Jede Menge blauer Dunst
Anhänger der blauen Partei feiern, dass das Verwaltungsgericht Köln das Bundesamt für Verfassungsschutz zurückgepfifen hat. Aber ist das tatsächlich so? Eine Kolumne von Heinrich Schmitz.

Die AfD hat vor dem VG Köln gegen die Einstufung des Verfassungsschutzes geklagt und einstweiligen Rechtsschutz beantragt. Das ist aber auch schon alles, was an den Meldungen der Propagandafront zutreffend ist.
Aber schauen wir uns mal an, was einstweiliger Rechtsschutz eigentlich ist und ob der hier tatsächlich gewährt wurde:
Einstweiliger Rechtsschutz gegen Verfassungsschutzmaßnahmen – Zwischen Gefahrenabwehr und Grundrechtsschutz
1. Rechtsgrundlagen des einstweiligen Rechtsschutzes
Rechtsgrundlage für den einstweiligen Rechtsschutz gegen Äußerungen oder Maßnahmen des Bundesamts für Verfassungsschutz ist in der Regel § 123 Abs. 1 VwGO. Dieser kommt zur Anwendung, wenn kein Fall des § 80 oder § 80a VwGO (Anfechtungsrechtsschutz) vorliegt – was bei Realakten oder schlicht-hoheitlichen Handlungen – wie öffentliche Bewertungen – typischerweise der Fall ist.
Ein Anspruch auf einstweiligen Rechtsschutz setzt zwei Dinge voraus:
- Anordnungsanspruch: Das materielle Recht, dessen Sicherung begehrt wird, muss bei summarischer Prüfung bestehen.
- Anordnungsgrund: Es muss ein besonderer Eilbedarf bestehen, der eine Entscheidung im Hauptsacheverfahren nicht abwarten lässt (z. B. drohender irreparabler Reputationsschaden).
2. Einstufungen als „Verdachtsfall“ oder „gesichert extremistisch“ – rechtliche Einordnung
Die öffentliche Benennung einer Organisation oder Partei durch das BfV als „Verdachtsfall“ oder gar als „gesichert extremistische Bestrebung“ stellt einen Realakt dar – sie ist also keine Verwaltungsmaßnahme im formellen Sinn, entfaltet jedoch gravierende faktische Grundrechtswirkungen, insbesondere im Hinblick auf:
- Art. 21 GG (für Parteien),
- Art. 9 GG (für Vereine),
- Art. 2 Abs. 1 i.V.m.
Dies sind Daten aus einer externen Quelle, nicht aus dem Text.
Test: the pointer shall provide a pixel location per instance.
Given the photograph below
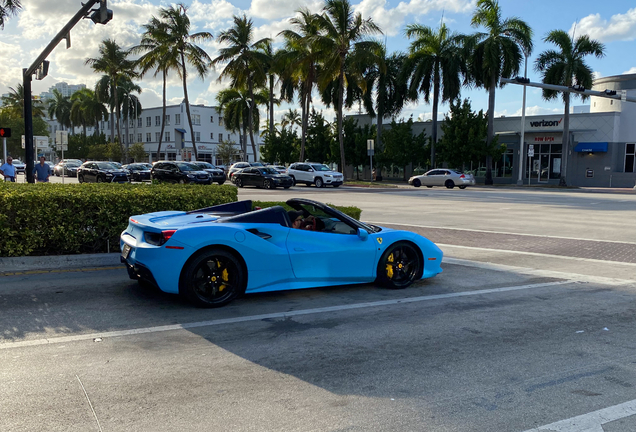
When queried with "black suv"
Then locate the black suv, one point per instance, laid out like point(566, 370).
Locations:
point(101, 172)
point(179, 172)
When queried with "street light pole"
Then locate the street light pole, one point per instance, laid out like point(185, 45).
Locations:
point(523, 125)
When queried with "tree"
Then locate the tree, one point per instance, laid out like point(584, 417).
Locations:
point(343, 33)
point(8, 8)
point(113, 61)
point(464, 137)
point(178, 28)
point(435, 60)
point(245, 63)
point(160, 55)
point(496, 53)
point(566, 67)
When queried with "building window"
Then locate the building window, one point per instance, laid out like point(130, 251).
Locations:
point(630, 158)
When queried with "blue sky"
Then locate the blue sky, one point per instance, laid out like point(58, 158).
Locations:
point(612, 22)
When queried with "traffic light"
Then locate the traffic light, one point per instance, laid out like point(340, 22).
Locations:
point(103, 14)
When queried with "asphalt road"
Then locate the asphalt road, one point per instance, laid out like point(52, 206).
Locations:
point(530, 325)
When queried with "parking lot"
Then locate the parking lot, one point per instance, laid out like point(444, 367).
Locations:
point(529, 326)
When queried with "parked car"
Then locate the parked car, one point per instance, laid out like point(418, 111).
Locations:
point(314, 173)
point(101, 172)
point(240, 165)
point(139, 171)
point(178, 172)
point(217, 174)
point(20, 167)
point(264, 177)
point(215, 254)
point(443, 177)
point(68, 167)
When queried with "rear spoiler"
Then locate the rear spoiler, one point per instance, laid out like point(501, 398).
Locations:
point(236, 208)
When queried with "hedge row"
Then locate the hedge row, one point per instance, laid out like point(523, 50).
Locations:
point(55, 219)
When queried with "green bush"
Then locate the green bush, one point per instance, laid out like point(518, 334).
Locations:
point(354, 212)
point(56, 219)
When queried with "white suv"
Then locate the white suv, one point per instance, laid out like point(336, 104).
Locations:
point(314, 173)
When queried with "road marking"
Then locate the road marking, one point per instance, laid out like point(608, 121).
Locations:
point(119, 333)
point(499, 232)
point(537, 254)
point(30, 272)
point(591, 422)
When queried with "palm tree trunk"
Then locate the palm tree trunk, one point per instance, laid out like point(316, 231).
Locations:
point(185, 96)
point(435, 108)
point(163, 122)
point(251, 120)
point(490, 130)
point(565, 141)
point(340, 103)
Art. 1 Abs. 1 GG (allgemeines Persönlichkeitsrecht),
- sowie Art. 12 GG, wenn berufliche Existenzen betroffen sind.
Solche Maßnahmen bedürfen deshalb verfassungsrechtlicher Rechtfertigung und unterliegen – trotz ihrer faktischen Form – der gerichtlichen Kontrolle.
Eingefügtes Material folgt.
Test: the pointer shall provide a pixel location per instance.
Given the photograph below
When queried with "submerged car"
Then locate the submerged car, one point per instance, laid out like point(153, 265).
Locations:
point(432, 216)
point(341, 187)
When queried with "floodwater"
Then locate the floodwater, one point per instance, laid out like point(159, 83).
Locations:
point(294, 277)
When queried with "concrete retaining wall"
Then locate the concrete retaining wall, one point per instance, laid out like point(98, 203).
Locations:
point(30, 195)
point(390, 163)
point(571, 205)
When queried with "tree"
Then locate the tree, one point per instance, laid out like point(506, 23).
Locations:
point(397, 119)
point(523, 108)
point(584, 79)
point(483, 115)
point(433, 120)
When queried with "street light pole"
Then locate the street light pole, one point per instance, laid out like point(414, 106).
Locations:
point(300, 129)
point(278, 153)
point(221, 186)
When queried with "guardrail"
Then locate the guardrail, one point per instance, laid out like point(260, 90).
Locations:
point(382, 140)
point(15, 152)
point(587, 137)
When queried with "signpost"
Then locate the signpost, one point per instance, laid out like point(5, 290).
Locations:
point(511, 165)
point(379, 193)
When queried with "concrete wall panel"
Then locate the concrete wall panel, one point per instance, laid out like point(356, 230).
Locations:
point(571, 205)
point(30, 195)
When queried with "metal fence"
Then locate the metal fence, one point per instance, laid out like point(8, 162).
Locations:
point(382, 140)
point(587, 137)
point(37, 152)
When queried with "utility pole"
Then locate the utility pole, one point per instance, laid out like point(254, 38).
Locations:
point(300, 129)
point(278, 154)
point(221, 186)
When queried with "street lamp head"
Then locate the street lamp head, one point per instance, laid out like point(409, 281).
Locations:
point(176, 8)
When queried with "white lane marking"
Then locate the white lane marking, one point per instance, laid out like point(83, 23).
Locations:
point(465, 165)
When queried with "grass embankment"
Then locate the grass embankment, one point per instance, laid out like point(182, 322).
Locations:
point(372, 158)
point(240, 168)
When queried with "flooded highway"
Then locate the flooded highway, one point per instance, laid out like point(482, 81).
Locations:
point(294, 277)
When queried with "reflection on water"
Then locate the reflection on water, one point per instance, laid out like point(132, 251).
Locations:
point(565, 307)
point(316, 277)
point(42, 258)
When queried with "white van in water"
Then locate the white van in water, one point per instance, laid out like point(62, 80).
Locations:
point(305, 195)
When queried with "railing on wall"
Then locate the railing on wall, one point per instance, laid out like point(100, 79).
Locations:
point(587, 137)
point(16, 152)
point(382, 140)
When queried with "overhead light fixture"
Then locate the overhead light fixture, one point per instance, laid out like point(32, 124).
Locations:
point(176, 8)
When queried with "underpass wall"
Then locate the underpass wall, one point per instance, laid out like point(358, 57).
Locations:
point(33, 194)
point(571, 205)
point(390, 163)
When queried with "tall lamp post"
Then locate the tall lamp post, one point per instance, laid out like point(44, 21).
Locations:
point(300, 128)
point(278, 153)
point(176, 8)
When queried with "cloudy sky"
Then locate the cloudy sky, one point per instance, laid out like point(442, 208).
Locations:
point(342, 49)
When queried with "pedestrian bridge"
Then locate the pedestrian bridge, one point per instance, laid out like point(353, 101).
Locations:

3. Anforderungen an die Glaubhaftmachung
Ein wesentlicher Streitpunkt im Eilverfahren ist die Tiefe der gerichtlichen Prüfung.
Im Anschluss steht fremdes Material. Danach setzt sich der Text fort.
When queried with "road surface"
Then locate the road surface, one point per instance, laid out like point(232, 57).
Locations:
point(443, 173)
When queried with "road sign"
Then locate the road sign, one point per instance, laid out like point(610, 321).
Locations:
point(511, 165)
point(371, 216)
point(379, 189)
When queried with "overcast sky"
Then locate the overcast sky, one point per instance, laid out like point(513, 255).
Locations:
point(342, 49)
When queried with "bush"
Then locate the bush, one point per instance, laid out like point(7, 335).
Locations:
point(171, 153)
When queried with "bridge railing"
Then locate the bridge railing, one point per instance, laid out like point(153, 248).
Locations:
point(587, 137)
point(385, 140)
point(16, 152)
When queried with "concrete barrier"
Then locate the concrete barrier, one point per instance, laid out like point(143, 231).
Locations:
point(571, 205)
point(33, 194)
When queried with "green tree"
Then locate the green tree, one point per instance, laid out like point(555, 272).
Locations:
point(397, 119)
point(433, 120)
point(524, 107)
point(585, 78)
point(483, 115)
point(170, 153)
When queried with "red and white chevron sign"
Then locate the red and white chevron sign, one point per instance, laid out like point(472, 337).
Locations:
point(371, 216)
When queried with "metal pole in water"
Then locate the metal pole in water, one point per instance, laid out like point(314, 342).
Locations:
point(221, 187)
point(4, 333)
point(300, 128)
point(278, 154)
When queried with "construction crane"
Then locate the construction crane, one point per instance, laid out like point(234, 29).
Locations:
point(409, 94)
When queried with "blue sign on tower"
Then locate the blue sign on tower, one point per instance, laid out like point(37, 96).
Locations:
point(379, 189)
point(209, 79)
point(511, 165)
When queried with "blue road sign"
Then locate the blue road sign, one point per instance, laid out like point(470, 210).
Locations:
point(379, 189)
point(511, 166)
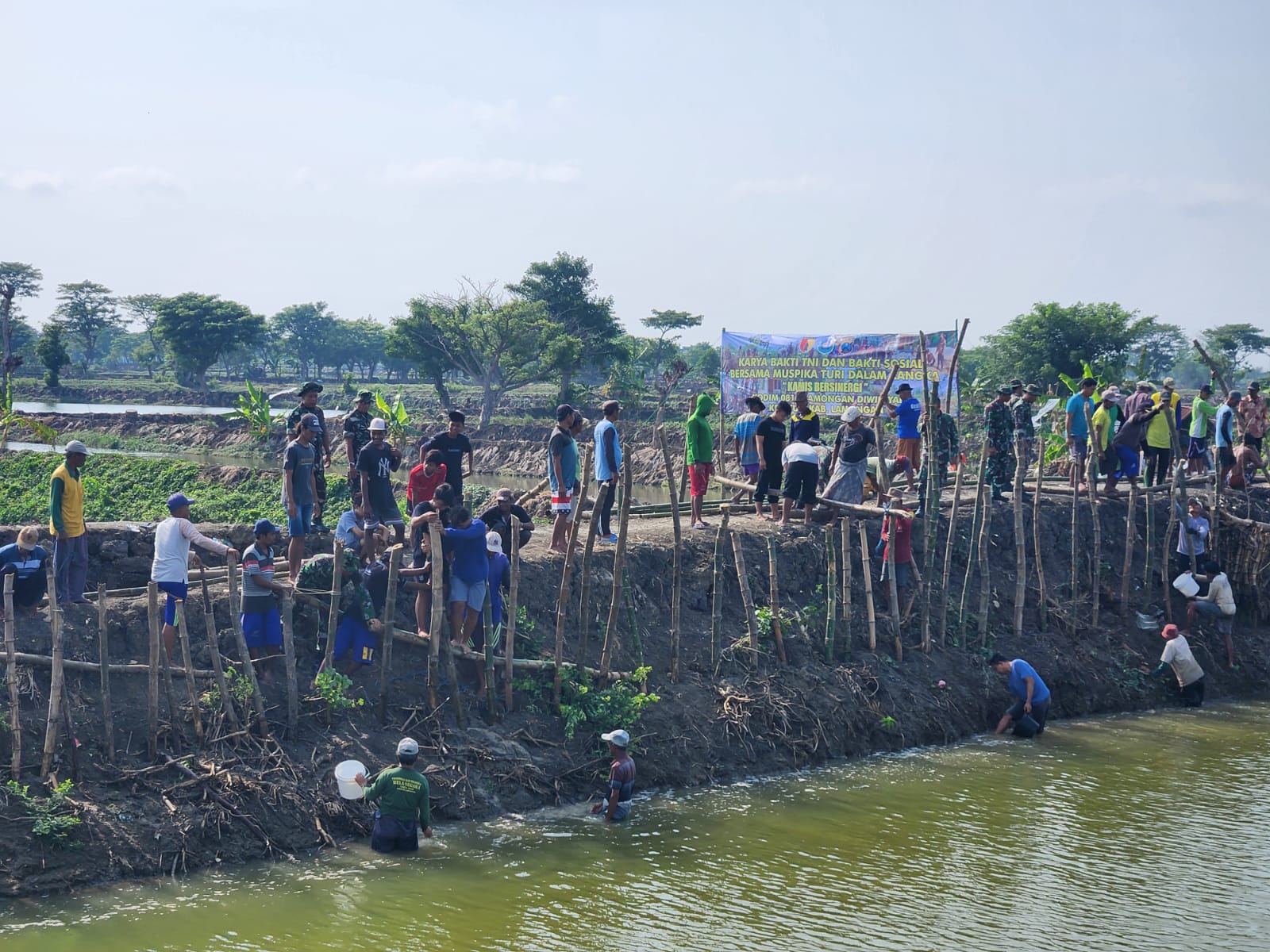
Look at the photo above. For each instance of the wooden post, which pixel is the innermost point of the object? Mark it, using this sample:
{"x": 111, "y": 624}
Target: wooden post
{"x": 676, "y": 558}
{"x": 55, "y": 691}
{"x": 746, "y": 598}
{"x": 867, "y": 570}
{"x": 152, "y": 679}
{"x": 387, "y": 641}
{"x": 510, "y": 647}
{"x": 187, "y": 660}
{"x": 717, "y": 589}
{"x": 289, "y": 653}
{"x": 563, "y": 600}
{"x": 12, "y": 677}
{"x": 619, "y": 562}
{"x": 337, "y": 583}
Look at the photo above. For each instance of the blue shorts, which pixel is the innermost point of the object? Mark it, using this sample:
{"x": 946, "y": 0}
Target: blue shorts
{"x": 177, "y": 590}
{"x": 353, "y": 639}
{"x": 262, "y": 628}
{"x": 302, "y": 522}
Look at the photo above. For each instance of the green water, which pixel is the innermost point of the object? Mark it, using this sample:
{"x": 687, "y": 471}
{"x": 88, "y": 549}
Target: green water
{"x": 1133, "y": 833}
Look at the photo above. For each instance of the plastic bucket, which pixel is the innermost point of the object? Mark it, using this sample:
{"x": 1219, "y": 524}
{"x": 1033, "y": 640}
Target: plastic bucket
{"x": 344, "y": 774}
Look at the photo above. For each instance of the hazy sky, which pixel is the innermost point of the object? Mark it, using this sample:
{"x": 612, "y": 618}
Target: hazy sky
{"x": 794, "y": 168}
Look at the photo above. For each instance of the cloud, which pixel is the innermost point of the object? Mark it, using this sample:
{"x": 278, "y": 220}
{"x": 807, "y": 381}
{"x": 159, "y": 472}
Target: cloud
{"x": 479, "y": 171}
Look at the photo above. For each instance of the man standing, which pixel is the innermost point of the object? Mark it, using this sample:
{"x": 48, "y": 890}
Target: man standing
{"x": 1028, "y": 687}
{"x": 309, "y": 406}
{"x": 67, "y": 524}
{"x": 607, "y": 467}
{"x": 907, "y": 413}
{"x": 404, "y": 804}
{"x": 698, "y": 456}
{"x": 615, "y": 804}
{"x": 1000, "y": 429}
{"x": 455, "y": 446}
{"x": 563, "y": 476}
{"x": 171, "y": 562}
{"x": 300, "y": 489}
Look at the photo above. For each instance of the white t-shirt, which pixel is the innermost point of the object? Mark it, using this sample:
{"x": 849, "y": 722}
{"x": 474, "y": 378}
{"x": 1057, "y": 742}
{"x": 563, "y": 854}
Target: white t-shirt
{"x": 800, "y": 454}
{"x": 1179, "y": 657}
Standard: summarische Prüfung – Das Gericht prüft lediglich, ob der Anordnungsanspruch „überwiegend wahrscheinlich“ ist.
Aber: faktische Vorwirkung – bei besonders schweren Eingriffen (z. B. bei Parteien gem. Art. 21 GG) wird teilweise eine intensivere summarische Prüfung verlangt (BVerfG, Beschl. v. 26.2.2020 – 1 BvR 2433/17 – „NPD-Klage gegen BfV“). Das kann also dauern.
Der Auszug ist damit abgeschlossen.